Красной короне патруль перламутра
Свой предъявляет капкан.
Законопатит потугой морпеха,
Соль напуская в сапог.
Груб человек на закладке успеха.
С тщетной баклагою бок.
***
Василий, слышишь, это — осень,
и нам обрядно умирать.
Закат межрёберных колосьев
уже сложил свою печать,
но не поставил на предплечье…
Свободу гному тупика
подарит свадьба человечья,
блеснёт наложницей рука,
расписанная нашей кровью,
её капелью дорогой.
***
Усладам, элегиям, дну подневольного сада.
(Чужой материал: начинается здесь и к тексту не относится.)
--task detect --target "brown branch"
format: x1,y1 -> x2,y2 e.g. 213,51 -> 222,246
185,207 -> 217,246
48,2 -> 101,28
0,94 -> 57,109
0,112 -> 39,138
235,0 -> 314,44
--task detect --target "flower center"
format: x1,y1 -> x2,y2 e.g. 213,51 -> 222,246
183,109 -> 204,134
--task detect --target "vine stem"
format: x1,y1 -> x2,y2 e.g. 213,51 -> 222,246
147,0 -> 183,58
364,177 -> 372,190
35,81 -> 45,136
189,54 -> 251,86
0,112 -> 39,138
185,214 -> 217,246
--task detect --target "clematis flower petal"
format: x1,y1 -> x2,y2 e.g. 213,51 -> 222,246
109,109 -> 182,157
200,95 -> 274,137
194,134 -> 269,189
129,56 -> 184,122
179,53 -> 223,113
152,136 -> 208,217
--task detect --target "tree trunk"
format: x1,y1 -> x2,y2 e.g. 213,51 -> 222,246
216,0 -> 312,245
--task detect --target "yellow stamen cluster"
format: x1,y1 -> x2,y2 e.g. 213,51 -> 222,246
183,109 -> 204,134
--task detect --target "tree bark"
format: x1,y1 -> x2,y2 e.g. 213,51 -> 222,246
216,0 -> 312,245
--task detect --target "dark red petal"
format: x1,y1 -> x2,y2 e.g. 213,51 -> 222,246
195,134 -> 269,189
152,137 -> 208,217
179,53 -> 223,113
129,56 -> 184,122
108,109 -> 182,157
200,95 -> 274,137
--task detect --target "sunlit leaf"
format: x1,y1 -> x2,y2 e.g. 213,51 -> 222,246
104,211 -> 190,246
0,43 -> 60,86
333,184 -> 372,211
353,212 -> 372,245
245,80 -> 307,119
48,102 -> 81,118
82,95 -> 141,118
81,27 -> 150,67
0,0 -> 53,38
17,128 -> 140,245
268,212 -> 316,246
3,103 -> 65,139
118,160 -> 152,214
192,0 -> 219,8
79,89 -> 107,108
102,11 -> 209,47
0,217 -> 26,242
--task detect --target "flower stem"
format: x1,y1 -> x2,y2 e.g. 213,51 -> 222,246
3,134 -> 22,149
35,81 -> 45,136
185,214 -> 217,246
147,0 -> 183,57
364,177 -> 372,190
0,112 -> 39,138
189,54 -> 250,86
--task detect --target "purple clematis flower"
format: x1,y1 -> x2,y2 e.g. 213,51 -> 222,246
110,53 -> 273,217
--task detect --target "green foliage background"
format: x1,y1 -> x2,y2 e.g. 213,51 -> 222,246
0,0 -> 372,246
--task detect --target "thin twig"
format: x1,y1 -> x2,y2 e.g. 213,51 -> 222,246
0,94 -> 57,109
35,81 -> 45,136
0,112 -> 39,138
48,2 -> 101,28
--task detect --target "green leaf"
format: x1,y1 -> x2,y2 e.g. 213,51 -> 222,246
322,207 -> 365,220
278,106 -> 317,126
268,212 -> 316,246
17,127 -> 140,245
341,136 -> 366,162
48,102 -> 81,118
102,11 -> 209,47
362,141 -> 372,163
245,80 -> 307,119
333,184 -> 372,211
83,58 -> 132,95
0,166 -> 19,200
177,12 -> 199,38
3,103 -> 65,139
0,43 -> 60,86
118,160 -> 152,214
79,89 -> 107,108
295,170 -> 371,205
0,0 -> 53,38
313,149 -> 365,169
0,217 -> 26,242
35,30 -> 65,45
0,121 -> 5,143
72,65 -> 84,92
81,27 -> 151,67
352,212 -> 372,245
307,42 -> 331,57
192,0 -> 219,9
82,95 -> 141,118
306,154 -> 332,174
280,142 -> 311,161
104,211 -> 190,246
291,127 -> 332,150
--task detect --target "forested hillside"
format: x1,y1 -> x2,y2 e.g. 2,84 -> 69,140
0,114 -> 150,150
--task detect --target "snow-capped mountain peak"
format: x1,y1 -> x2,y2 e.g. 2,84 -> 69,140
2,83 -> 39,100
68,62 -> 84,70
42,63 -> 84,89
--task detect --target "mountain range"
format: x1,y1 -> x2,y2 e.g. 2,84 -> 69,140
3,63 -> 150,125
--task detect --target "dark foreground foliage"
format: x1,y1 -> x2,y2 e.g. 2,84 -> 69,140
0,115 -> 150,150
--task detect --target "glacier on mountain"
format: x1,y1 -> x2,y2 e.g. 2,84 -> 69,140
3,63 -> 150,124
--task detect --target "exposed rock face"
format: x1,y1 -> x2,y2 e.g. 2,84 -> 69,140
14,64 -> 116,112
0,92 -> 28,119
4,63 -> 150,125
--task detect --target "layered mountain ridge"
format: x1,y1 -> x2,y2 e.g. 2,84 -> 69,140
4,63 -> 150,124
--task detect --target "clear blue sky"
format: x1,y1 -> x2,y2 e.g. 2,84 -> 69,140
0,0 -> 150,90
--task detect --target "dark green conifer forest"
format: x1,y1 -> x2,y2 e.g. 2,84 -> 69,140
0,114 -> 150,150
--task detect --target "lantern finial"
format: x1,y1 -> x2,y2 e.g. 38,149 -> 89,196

Что разумеете в штопке фабричной?
Трон проповедует вытяжку дали.
Страхом завитый песок сублимирует мартом.
Юрта внушала выменем племени.
Снегом накормлена карта.
Это всё — туточки, падает в саночки
дедом объёмного тома, заплатою дома.
Рёв пастуха над оврагом, где корчатся кони…
Это всё здесь — на моих горемычных ладонях.
***
Не к своему, таращась, рубежу
пригрелось время с юркою кошёлкой,
прибрав меня корундовой заколкой,
зашторив теноровую межу.
Букет искристых ножниц завяжу
в корзину томной крохе клоунады
и насолю стоокому ежу.
Разбив огонь, на бой ветров спешу,
как висельник, гремя цепной аркадой,
и время сохнет скоморошьим садом.
***
Пряник качу по немеркнущей гуще
с ровной тревогой во сне некрадущем,
с мягкой копейкой во зле неимущем.
Скатерти рдеют, мяукают шторы,
блеют пропавшего лета заборы.
Чашки обвенчаны, рвутся узоры.
Кот-локоток, не жалеющий древо,
горлиц малюет на кромке припева.
— Ах, мои пряди, — заботствует Ева.
Ровня заботствует, блещет борщами,
Каина прячет с клешнёй за плечами.
Входит надмирный подросток с ключами…
Я вышиваю тебе злою буквой.
У Петропавла колени распухли.
Спи, моё небо, я — твоя рухлядь.
***
Вовне, киммерийская роза, вовне
страда состраданья на ртутном окне.
Венера шипуча, Меркурий кусач.
и вровень с волною охотится плач
бессовестной рыбы, что в сети нейдёт,
и с боку-припёку горит кашалот.
***
Кто жил у наждачной колонны
со спящею сталинской птицей,
тот стены застудит закону.
Кто горло разбудит колонне
с разбитою сталинской птицей —
тот рот раскатает закону.
Ты отбыл полтинник дворовый
на этих скамейках чудесных
и ангела выткал основой
на кроне зари повсеместной.
***
Средь заоконных, ковёрных и тронных.
Обнищавших от сытости, торных
семьям и кадке с портками,
заквашенных в день заполошный
кульками прохлады парадной…
— Надето, — ты мне повторяешь,
как доченьке. Тапки Лицея
в заботливой папочке греешь…
Во сне обнищала Цирцея.
Во сне своры мидий, конфорка,
кораблик билета из цирка,
где клоун игрался и фыркал.
На подвиг его голодраный
слетались плаксивые пчёлы
земли Ассирийской, и раны
терновника били волами
и стрелами бывшие челы —
все сабли детсада и устья
Египетской влаги. Короста
доднесь облекает их вёсла…
Похоже —
я прятался в слово, и речь
меня согревала, как печь.
***
Юрию Казарину
Пенелопы дупло увлажнить
разгонюсь светозарным дельфином.
В чёрном цоколе синяя нить
наряжается веткой Гольфстрима.
В красном омуте лай ямщика
и колёс образованных посвист.
Акушерами ночи щека
крепостная бинтуется накрест.
Аверс облака согнут и сух,
как страница доноса на время.
И последним солдатом петух
воспаряет на вражие темя.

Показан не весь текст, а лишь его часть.